Piles of corn covered the streets of Hallam, a village of 276 where earlier Monday the sounds of chain saws, electric generators and heavy equipment filled the air.
“I don’t think there’s a habitable structure – maybe one house,” said Chief Deputy Sheriff Bill Jarrett of Lancaster County.
Nebraska Gov. Mike Johanns has requested a presidential disaster declaration for 10 Nebraska counties.
In the northern Illinois community of Gurnee, residents Monday battled the rising waters of the Des Plaines River in what threatened to become the town’s worst flood in two decades.
The floodwaters forced schools to close for more than 2,000 youngsters, and homes and businesses filled with water.

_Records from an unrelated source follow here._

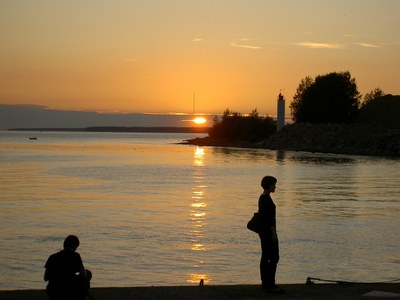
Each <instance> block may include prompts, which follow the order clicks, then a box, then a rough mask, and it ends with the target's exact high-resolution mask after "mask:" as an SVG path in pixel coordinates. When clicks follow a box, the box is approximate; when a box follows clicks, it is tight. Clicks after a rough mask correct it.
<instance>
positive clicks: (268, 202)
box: [258, 194, 276, 227]
mask: <svg viewBox="0 0 400 300" xmlns="http://www.w3.org/2000/svg"><path fill="white" fill-rule="evenodd" d="M258 212H259V214H260V216H261V218H262V219H263V220H264V222H265V224H266V225H267V226H268V227H273V226H276V206H275V203H274V202H273V201H272V198H271V196H270V195H268V194H261V196H260V198H259V199H258Z"/></svg>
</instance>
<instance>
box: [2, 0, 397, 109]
mask: <svg viewBox="0 0 400 300" xmlns="http://www.w3.org/2000/svg"><path fill="white" fill-rule="evenodd" d="M399 12H400V1H399V0H275V1H273V0H201V1H200V0H199V1H195V0H168V1H166V0H141V1H139V0H68V1H62V0H35V1H33V0H0V42H1V47H0V104H30V105H43V106H46V107H49V108H51V109H68V110H83V111H96V112H108V113H192V112H193V111H195V113H205V114H216V113H222V112H223V111H224V110H225V109H227V108H228V109H230V110H232V111H237V112H241V113H249V112H251V111H252V110H253V109H257V111H258V112H259V113H260V114H268V115H270V116H275V115H276V100H277V96H278V94H279V93H280V92H282V93H283V94H284V96H285V99H286V106H287V107H289V104H290V101H291V100H292V98H293V96H294V94H295V92H296V89H297V87H298V85H299V83H300V81H301V79H303V78H304V77H306V76H311V77H315V76H317V75H323V74H327V73H330V72H342V71H349V72H350V73H351V75H352V77H354V78H355V79H356V82H357V86H358V89H359V92H360V93H361V94H366V93H368V92H370V91H372V90H373V89H375V88H377V87H379V88H381V89H382V90H383V91H384V92H385V93H388V94H394V95H399V94H400V73H399V70H400V17H399ZM287 111H289V109H288V108H287Z"/></svg>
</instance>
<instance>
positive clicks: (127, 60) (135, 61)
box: [123, 58, 138, 63]
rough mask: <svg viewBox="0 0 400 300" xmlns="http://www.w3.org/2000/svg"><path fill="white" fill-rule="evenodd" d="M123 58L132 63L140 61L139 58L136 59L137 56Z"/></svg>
mask: <svg viewBox="0 0 400 300" xmlns="http://www.w3.org/2000/svg"><path fill="white" fill-rule="evenodd" d="M123 60H124V61H126V62H130V63H136V62H138V59H135V58H124V59H123Z"/></svg>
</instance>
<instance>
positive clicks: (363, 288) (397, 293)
mask: <svg viewBox="0 0 400 300" xmlns="http://www.w3.org/2000/svg"><path fill="white" fill-rule="evenodd" d="M281 287H282V288H283V289H284V291H285V294H283V295H281V294H271V293H267V292H264V291H262V290H261V289H260V287H259V286H258V285H224V286H217V285H215V286H213V285H207V286H203V287H200V286H159V287H124V288H118V287H113V288H92V289H91V290H90V296H91V297H92V298H93V299H96V300H111V299H113V300H116V299H118V300H128V299H129V300H131V299H135V300H141V299H143V300H150V299H162V300H172V299H174V300H176V299H180V300H184V299H188V300H189V299H190V300H196V299H201V300H203V299H210V300H214V299H215V300H224V299H230V300H239V299H240V300H245V299H246V300H250V299H282V300H283V299H325V300H326V299H400V284H399V283H379V284H311V285H306V284H284V285H281ZM0 299H2V300H28V299H29V300H41V299H43V300H45V299H48V298H47V296H46V294H45V291H44V290H15V291H0ZM86 299H90V298H89V297H87V298H86Z"/></svg>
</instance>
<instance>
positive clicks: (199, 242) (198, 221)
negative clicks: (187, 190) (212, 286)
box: [186, 147, 211, 284]
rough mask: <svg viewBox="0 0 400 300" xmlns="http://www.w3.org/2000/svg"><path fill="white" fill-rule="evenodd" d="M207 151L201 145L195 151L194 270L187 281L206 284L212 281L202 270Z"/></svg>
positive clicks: (191, 237)
mask: <svg viewBox="0 0 400 300" xmlns="http://www.w3.org/2000/svg"><path fill="white" fill-rule="evenodd" d="M205 154H206V153H205V151H204V149H203V148H201V147H197V148H196V149H195V151H194V161H193V164H194V166H195V171H194V174H193V179H194V186H193V188H192V196H191V199H192V202H191V205H190V211H189V215H190V220H191V222H192V226H191V230H190V236H191V248H190V249H191V251H192V255H193V266H192V268H193V272H191V273H189V274H188V278H187V280H186V281H187V282H188V283H195V284H199V283H200V282H201V283H202V284H206V283H208V282H210V280H211V279H210V276H209V275H208V274H206V272H204V271H203V272H201V271H202V268H203V267H204V264H205V258H204V256H205V251H207V245H206V244H205V243H204V230H203V229H204V226H205V225H206V223H205V220H206V217H207V211H206V208H207V202H206V201H205V198H204V197H205V194H206V189H207V185H206V184H205V183H204V181H205V178H204V175H203V170H202V169H203V167H204V165H205Z"/></svg>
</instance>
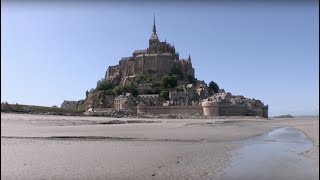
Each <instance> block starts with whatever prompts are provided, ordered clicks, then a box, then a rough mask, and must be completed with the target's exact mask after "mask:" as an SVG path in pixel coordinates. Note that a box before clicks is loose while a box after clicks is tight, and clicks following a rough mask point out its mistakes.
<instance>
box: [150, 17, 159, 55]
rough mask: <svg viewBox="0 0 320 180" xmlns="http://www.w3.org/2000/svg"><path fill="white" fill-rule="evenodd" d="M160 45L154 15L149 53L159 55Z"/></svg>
mask: <svg viewBox="0 0 320 180" xmlns="http://www.w3.org/2000/svg"><path fill="white" fill-rule="evenodd" d="M158 44H159V39H158V35H157V28H156V18H155V15H153V29H152V34H151V37H150V39H149V52H150V53H157V48H158Z"/></svg>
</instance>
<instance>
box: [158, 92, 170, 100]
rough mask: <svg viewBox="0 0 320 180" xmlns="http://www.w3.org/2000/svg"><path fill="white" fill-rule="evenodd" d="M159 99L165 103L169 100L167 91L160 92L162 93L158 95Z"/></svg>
mask: <svg viewBox="0 0 320 180" xmlns="http://www.w3.org/2000/svg"><path fill="white" fill-rule="evenodd" d="M160 97H161V98H162V99H164V100H166V101H168V100H170V99H169V91H162V92H161V93H160Z"/></svg>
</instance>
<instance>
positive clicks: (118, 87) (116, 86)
mask: <svg viewBox="0 0 320 180" xmlns="http://www.w3.org/2000/svg"><path fill="white" fill-rule="evenodd" d="M112 93H113V94H115V95H120V94H122V88H121V85H119V86H116V87H114V88H113V89H112Z"/></svg>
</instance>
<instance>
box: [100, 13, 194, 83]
mask: <svg viewBox="0 0 320 180" xmlns="http://www.w3.org/2000/svg"><path fill="white" fill-rule="evenodd" d="M173 71H175V72H177V71H178V72H179V73H181V74H182V75H183V76H184V77H186V78H187V77H191V78H194V76H195V75H194V69H193V68H192V63H191V57H190V55H189V57H188V58H185V59H180V58H179V53H177V52H176V49H175V47H174V45H171V44H169V43H167V42H166V41H164V42H161V41H160V40H159V38H158V35H157V28H156V23H155V17H154V19H153V29H152V33H151V36H150V38H149V46H148V48H146V49H142V50H135V51H134V52H133V53H132V56H130V57H122V58H121V60H120V61H119V64H118V65H115V66H109V68H108V70H107V72H106V76H105V79H106V80H108V81H111V82H113V83H115V84H124V83H125V81H126V79H127V78H128V77H133V76H135V75H138V74H150V75H152V74H156V75H158V76H161V75H165V74H170V73H172V72H173Z"/></svg>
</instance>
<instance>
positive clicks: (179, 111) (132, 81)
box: [61, 17, 268, 118]
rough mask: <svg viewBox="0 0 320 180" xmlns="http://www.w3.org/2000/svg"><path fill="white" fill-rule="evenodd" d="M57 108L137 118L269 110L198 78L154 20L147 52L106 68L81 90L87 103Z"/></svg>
mask: <svg viewBox="0 0 320 180" xmlns="http://www.w3.org/2000/svg"><path fill="white" fill-rule="evenodd" d="M198 61H199V60H198ZM248 88H250V87H248ZM61 107H62V108H71V109H85V110H87V112H91V111H93V110H94V109H100V110H101V109H104V108H113V109H115V110H122V109H130V110H132V111H133V112H135V113H137V114H141V113H147V114H190V115H193V114H198V115H204V116H259V117H265V118H267V117H268V106H267V105H264V104H263V103H262V102H261V101H260V100H256V99H254V98H253V99H249V98H245V97H244V96H242V95H232V94H231V93H230V92H225V91H224V89H222V88H219V86H218V85H217V84H216V83H215V82H214V81H211V82H210V83H209V84H207V83H205V82H204V81H203V80H198V79H197V78H196V77H195V70H194V68H193V67H192V58H191V55H190V54H189V56H188V57H185V58H180V56H179V53H178V52H177V50H176V47H175V46H174V45H172V44H170V43H169V42H167V40H165V41H160V38H159V37H158V35H157V27H156V20H155V17H154V19H153V26H152V32H151V35H150V38H149V42H148V46H147V48H145V49H140V50H135V51H134V52H132V55H131V56H128V57H122V58H121V59H120V61H119V64H117V65H113V66H109V67H108V69H107V71H106V75H105V78H103V79H102V80H100V81H98V83H97V87H96V88H95V89H92V90H91V91H90V92H89V91H87V92H86V99H84V100H80V101H64V102H63V103H62V105H61Z"/></svg>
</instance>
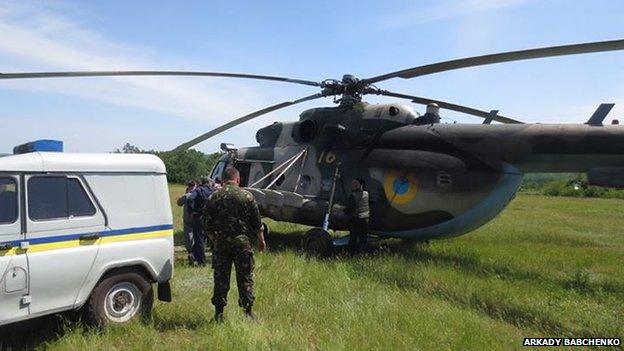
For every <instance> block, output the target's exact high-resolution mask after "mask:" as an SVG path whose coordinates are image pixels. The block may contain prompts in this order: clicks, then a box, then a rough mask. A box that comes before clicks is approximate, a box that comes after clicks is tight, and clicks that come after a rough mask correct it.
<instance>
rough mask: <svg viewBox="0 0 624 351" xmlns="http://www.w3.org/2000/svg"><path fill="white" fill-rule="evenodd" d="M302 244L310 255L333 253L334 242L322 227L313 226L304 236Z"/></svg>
mask: <svg viewBox="0 0 624 351" xmlns="http://www.w3.org/2000/svg"><path fill="white" fill-rule="evenodd" d="M301 246H303V250H304V251H305V253H306V254H308V255H310V256H316V257H328V256H329V255H330V254H331V253H332V248H333V243H332V239H331V236H329V233H328V232H327V231H325V230H324V229H322V228H312V229H310V230H308V231H307V232H306V233H305V235H304V236H303V241H302V245H301Z"/></svg>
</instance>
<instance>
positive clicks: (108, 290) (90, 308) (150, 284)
mask: <svg viewBox="0 0 624 351" xmlns="http://www.w3.org/2000/svg"><path fill="white" fill-rule="evenodd" d="M153 303H154V293H153V291H152V285H151V284H150V282H149V281H148V280H147V279H145V277H144V276H143V275H142V274H139V273H136V272H132V271H131V272H124V273H118V274H115V275H111V276H109V277H106V278H104V279H103V280H102V281H101V282H99V283H98V285H97V286H96V287H95V289H93V292H92V293H91V296H90V297H89V301H87V305H86V306H85V319H86V321H87V323H89V324H91V325H95V326H98V327H103V326H106V325H107V324H110V323H115V324H116V323H126V322H128V321H130V320H133V319H135V318H137V317H142V318H148V317H149V316H150V314H151V312H152V305H153Z"/></svg>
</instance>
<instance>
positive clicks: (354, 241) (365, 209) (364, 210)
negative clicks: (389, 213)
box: [345, 178, 370, 254]
mask: <svg viewBox="0 0 624 351" xmlns="http://www.w3.org/2000/svg"><path fill="white" fill-rule="evenodd" d="M364 187H365V185H364V180H363V179H361V178H356V179H353V181H351V195H349V198H348V199H347V206H346V207H345V214H346V215H347V216H349V252H350V253H351V254H358V253H361V252H362V251H364V249H365V248H366V240H367V235H368V220H369V217H370V208H369V205H368V191H366V190H365V188H364Z"/></svg>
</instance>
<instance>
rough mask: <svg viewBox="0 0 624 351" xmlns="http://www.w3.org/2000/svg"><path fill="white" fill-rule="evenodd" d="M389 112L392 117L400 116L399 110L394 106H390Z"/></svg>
mask: <svg viewBox="0 0 624 351" xmlns="http://www.w3.org/2000/svg"><path fill="white" fill-rule="evenodd" d="M388 112H389V113H390V116H396V115H398V114H399V109H398V108H396V107H394V106H390V109H389V110H388Z"/></svg>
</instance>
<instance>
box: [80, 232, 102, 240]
mask: <svg viewBox="0 0 624 351" xmlns="http://www.w3.org/2000/svg"><path fill="white" fill-rule="evenodd" d="M99 238H100V234H98V233H91V234H84V235H81V236H80V240H85V241H89V240H97V239H99Z"/></svg>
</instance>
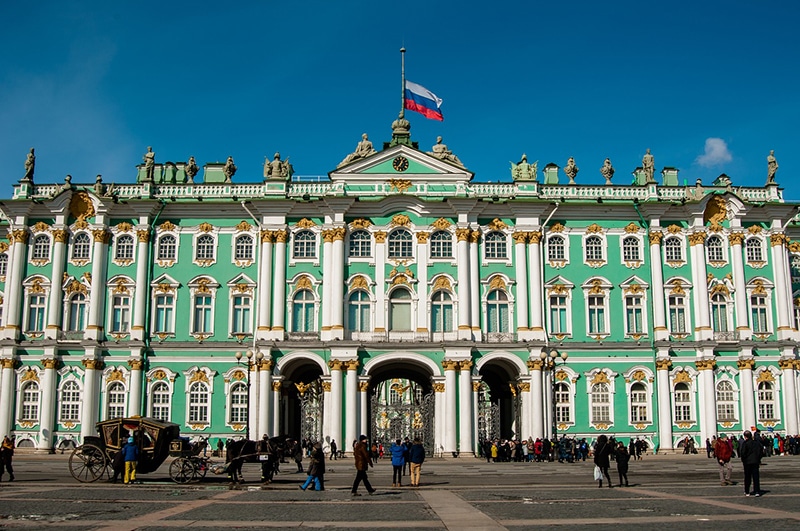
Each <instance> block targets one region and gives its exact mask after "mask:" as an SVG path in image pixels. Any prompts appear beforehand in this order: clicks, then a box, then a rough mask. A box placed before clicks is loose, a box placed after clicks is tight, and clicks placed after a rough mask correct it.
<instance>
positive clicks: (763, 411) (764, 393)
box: [758, 382, 778, 422]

Flooding also was a problem in Indiana, where storms beginning Friday produced a string of 19 tornadoes, hail, high winds and heavy rains. As much as 9 inches fell over the weekend near Ames.
Indiana Gov. Tom Vilsack asked for a federal disaster declaration covering 17 counties.
Several thousand Ohioans remained without power Monday after weekend thunderstorms, and more storms caused new outages. Several schools in central Ohio were closed because they lacked electricity.
More than 20 counties in southeastern and east-central sections of Lower Michigan were under flood warnings Monday. The storms that began Friday knocked out power to at least 510,000 Michigan homes and businesses, as many as 69,000 of which remained without power Monday evening.
In Rochester, N.Y., lightning ignited a natural gas line, shooting flames 20 feet into the air, and thousands of homes had no electricity after thunderstorms laid a trail of damage across upstate New York.